# Restauration Ipad



## Anonyme (4 Septembre 2012)

Bonjour,
j'ai récupéré l'ipad de mon oncle décédé. Je souhaiterais pouvoir l'utiliser, mais bien entendu il avait mis un mot de passe et comme tout bon mot de passe, impossible de savoir ce que c'est.
Savez-vous comment je peux faire pour réinitialiser complètement cet ipad ou à qui je peux m'adresser?

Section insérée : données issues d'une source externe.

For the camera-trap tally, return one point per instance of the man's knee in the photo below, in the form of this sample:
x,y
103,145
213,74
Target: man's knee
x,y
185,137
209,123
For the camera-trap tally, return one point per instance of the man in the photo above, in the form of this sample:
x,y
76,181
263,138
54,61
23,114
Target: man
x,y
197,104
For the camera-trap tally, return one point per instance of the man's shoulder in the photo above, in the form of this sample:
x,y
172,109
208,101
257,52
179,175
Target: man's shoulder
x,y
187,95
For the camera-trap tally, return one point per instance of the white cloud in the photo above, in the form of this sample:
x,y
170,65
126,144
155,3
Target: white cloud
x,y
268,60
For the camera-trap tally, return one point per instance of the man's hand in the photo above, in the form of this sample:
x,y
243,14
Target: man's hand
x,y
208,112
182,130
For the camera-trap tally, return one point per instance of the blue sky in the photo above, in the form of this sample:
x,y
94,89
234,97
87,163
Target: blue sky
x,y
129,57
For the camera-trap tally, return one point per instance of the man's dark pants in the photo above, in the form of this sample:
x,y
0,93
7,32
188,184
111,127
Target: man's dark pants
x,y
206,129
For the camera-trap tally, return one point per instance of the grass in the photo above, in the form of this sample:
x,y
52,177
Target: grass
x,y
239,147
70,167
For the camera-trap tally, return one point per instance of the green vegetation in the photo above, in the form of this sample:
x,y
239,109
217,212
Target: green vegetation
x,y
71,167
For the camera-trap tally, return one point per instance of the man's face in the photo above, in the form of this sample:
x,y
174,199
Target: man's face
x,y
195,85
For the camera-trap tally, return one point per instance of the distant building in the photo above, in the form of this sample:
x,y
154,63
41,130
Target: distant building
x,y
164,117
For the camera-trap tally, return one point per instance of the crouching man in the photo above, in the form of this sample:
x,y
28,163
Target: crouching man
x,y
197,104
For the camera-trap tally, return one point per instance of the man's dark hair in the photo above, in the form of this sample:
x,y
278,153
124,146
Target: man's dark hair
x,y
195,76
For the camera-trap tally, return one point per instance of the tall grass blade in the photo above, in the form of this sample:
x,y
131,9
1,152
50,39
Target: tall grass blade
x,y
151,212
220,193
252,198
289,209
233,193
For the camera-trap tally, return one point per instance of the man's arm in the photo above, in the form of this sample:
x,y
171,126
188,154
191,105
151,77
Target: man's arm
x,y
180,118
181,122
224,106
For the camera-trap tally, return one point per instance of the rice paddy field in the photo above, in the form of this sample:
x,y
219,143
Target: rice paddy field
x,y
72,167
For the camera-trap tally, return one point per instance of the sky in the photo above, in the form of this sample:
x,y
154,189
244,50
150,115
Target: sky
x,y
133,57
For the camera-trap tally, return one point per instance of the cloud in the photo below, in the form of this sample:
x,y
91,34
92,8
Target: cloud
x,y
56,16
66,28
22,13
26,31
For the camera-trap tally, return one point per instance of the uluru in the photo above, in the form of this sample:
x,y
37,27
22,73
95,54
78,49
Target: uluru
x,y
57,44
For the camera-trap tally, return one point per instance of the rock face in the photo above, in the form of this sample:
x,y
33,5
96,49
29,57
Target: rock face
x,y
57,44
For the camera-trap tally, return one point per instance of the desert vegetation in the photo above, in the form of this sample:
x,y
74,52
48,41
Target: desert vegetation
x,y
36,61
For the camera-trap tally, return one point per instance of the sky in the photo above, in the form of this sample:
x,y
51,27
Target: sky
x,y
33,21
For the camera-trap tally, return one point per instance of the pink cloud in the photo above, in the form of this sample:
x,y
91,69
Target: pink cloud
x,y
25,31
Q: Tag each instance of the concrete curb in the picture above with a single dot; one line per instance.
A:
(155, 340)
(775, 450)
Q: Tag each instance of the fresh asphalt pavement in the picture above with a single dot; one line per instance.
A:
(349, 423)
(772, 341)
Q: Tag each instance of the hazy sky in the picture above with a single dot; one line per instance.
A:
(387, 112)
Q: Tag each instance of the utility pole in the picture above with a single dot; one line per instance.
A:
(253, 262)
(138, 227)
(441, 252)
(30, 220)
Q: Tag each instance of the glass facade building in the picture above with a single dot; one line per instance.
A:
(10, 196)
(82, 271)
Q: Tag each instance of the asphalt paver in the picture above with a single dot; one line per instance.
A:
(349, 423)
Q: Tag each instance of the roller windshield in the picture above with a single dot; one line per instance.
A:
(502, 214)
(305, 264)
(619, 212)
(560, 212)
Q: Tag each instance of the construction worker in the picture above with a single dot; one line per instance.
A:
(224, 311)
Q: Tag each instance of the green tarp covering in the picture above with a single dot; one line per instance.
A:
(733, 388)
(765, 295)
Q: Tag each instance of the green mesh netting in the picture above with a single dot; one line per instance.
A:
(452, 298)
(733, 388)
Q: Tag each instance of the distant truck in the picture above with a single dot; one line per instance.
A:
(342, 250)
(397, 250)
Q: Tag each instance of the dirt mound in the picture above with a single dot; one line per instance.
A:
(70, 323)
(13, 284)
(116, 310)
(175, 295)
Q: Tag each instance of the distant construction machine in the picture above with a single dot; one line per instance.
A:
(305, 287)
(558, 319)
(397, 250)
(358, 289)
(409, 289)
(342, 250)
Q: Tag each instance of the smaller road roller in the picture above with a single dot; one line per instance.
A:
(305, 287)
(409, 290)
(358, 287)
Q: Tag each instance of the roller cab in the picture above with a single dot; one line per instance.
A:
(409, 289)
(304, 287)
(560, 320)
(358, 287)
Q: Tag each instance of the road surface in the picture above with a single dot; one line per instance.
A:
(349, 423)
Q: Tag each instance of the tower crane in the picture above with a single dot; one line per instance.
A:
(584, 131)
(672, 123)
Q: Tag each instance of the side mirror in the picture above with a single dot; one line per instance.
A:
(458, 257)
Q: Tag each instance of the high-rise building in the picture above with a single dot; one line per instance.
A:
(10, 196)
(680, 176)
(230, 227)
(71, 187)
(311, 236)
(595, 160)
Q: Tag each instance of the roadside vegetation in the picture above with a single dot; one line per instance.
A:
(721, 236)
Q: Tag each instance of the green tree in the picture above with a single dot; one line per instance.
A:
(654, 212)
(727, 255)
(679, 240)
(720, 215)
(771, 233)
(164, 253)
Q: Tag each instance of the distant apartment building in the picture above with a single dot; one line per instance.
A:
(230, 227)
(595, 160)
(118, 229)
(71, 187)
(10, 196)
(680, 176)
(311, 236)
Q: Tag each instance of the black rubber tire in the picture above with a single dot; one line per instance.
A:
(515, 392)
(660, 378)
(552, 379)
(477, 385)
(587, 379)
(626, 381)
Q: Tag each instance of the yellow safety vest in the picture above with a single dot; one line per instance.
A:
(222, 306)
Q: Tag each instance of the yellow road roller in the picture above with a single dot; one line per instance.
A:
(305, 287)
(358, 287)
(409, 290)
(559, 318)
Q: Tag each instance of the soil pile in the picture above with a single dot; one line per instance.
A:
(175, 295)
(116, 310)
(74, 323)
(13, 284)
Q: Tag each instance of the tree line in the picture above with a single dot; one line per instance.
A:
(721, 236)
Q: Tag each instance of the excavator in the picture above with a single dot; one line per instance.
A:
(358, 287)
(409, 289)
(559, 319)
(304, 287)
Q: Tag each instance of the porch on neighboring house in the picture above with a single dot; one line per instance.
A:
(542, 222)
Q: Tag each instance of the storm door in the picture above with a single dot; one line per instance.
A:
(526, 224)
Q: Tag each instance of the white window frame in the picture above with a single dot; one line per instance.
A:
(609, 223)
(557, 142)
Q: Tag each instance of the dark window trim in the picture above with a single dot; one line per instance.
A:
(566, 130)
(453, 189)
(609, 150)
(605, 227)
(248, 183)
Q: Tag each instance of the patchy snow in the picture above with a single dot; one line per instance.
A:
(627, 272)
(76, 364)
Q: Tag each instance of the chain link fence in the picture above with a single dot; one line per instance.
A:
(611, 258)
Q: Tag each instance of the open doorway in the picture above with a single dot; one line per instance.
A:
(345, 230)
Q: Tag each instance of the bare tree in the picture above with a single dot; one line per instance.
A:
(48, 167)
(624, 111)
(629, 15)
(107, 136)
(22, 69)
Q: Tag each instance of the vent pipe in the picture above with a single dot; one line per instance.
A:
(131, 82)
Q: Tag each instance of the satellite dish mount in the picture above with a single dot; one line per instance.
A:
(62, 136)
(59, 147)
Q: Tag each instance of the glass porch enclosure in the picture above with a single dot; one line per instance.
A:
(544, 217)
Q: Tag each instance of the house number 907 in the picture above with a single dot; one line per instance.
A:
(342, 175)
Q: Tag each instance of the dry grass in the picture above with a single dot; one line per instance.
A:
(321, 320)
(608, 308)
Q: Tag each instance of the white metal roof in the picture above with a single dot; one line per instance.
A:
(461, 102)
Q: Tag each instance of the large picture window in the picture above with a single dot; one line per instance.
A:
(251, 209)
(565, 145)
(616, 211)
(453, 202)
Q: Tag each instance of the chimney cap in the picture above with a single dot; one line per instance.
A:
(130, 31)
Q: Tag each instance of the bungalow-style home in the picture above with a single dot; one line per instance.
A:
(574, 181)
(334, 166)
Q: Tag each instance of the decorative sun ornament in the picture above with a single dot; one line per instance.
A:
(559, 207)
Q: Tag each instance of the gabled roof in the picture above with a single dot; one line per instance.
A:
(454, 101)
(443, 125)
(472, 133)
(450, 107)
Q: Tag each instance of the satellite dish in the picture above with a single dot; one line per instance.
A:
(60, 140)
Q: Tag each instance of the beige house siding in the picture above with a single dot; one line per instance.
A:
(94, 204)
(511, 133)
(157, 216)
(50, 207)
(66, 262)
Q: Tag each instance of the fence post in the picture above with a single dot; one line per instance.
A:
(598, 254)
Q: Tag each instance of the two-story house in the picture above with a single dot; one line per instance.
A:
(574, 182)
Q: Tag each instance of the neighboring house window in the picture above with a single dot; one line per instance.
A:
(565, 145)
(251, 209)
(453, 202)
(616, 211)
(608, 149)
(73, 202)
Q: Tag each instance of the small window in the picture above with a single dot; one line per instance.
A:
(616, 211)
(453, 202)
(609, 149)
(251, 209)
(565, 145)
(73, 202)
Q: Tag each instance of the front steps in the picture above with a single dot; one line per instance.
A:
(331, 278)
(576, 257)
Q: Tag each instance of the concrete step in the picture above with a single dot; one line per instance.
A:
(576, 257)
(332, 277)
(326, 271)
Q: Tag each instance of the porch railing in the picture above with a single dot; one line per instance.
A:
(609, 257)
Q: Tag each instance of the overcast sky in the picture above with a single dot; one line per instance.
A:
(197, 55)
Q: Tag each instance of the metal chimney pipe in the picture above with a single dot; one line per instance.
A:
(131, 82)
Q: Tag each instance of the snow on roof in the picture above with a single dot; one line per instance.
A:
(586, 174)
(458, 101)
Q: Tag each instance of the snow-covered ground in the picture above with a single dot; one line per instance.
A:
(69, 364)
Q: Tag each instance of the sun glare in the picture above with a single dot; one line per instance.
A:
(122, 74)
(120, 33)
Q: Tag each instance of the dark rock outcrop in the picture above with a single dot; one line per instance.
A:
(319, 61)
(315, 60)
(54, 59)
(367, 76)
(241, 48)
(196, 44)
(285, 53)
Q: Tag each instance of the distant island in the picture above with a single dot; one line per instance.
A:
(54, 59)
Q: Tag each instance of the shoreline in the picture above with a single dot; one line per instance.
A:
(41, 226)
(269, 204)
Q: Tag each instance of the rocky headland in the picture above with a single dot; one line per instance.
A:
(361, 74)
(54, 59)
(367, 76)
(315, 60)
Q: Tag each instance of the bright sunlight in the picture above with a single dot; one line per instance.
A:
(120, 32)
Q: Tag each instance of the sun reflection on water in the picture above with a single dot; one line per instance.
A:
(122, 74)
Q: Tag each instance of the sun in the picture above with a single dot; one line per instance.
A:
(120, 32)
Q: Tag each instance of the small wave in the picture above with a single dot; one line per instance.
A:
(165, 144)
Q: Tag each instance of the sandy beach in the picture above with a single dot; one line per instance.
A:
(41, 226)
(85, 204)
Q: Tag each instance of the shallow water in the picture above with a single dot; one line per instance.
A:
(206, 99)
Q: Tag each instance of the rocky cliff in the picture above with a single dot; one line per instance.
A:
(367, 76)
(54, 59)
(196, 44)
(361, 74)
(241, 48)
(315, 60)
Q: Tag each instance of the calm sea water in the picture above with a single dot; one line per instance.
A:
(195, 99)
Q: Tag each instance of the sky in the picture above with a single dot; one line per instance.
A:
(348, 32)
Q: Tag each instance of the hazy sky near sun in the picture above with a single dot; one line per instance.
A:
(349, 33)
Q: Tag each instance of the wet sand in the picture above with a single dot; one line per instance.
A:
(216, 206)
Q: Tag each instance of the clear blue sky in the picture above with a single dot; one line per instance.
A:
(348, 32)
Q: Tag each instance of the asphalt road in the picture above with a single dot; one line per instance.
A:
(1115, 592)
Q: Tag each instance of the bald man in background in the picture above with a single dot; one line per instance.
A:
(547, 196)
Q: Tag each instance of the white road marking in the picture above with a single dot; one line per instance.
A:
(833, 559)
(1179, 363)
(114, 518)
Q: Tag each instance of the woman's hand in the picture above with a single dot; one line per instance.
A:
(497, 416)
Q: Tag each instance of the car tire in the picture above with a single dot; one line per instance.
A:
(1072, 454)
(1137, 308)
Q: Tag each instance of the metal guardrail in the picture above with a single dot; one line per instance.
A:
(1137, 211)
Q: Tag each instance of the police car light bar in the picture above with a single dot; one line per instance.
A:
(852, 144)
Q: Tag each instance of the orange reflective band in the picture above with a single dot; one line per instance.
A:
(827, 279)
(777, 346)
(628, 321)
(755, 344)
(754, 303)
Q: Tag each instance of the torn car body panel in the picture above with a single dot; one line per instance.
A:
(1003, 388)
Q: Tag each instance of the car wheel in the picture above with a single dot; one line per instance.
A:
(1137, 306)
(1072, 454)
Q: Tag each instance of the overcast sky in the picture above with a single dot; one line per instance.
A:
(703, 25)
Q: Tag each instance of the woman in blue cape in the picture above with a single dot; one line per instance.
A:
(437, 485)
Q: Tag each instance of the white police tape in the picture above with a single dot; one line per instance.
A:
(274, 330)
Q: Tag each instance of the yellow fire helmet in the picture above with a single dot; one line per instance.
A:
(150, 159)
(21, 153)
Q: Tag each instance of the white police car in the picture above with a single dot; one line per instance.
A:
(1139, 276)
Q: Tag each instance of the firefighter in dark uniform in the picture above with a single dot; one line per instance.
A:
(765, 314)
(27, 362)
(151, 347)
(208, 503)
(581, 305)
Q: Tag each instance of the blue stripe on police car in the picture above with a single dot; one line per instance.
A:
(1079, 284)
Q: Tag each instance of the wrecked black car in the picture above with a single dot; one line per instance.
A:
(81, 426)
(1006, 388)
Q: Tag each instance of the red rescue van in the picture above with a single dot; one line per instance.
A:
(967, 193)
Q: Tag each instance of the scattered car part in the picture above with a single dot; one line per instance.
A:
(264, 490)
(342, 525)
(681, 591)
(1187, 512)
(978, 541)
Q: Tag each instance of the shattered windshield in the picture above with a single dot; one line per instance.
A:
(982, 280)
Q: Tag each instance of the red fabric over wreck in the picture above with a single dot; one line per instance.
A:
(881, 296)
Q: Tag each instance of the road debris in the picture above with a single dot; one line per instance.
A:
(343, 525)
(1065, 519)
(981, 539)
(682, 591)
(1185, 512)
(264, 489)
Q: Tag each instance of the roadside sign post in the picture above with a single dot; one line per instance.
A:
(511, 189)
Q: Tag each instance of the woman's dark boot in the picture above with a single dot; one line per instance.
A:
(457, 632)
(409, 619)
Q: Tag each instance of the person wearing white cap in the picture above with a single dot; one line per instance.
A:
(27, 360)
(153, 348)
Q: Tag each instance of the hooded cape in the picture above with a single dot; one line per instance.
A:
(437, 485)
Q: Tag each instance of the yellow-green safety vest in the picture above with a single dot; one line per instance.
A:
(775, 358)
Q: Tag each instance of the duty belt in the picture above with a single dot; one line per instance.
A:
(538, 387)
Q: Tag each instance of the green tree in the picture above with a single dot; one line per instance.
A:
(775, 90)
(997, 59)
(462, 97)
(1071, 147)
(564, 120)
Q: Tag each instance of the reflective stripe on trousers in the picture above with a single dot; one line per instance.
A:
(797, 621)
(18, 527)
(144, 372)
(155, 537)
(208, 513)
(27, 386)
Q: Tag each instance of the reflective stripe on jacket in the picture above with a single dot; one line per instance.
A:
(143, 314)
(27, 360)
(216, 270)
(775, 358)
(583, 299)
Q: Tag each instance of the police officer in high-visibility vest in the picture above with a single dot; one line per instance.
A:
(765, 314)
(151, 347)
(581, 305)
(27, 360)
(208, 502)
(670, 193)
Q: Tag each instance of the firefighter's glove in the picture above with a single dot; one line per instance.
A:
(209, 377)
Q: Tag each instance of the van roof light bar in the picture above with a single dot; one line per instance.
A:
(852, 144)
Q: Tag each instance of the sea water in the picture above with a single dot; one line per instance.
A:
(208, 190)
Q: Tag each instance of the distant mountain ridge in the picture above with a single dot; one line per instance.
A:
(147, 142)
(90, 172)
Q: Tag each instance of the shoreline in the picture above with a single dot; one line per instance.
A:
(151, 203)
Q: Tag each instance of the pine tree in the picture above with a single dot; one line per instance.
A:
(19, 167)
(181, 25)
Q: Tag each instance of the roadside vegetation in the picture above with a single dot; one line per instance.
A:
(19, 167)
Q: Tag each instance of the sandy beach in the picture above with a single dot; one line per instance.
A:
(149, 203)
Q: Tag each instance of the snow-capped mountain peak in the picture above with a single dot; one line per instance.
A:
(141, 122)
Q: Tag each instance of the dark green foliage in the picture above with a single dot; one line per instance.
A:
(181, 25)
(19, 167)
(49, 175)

Je suis prête à payer ce service chez un revendeur mac s'il le faut, mais peuvent-ils le faire?
Merci d'avance!


----------



## Lauange (5 Septembre 2012)

Bonjour

Regarde cela :

http://www.fabuzz.net/cracker-le-mot-de-passe-dun-ipad-2-avec-une-smart-cover/7386/02


----------



## Madalvée (5 Septembre 2012)

Tu peux aussi aller voir un spiritisme-medium qui posera la question directement à ton oncle.
De rien.


----------



## Anonyme (9 Septembre 2012)

> Tu peux aussi aller voir un spiritisme-medium qui posera la question directement à ton oncle.
> De rien.


Ca c'est très fin comme réponse... Pas beaucoup de respect pour les morts...


----------



## joinman (14 Septembre 2012)

you-j a dit:


> Ca c'est très fin comme réponse... Pas beaucoup de respect pour les morts...


Très fin et très c## comme réponse !


----------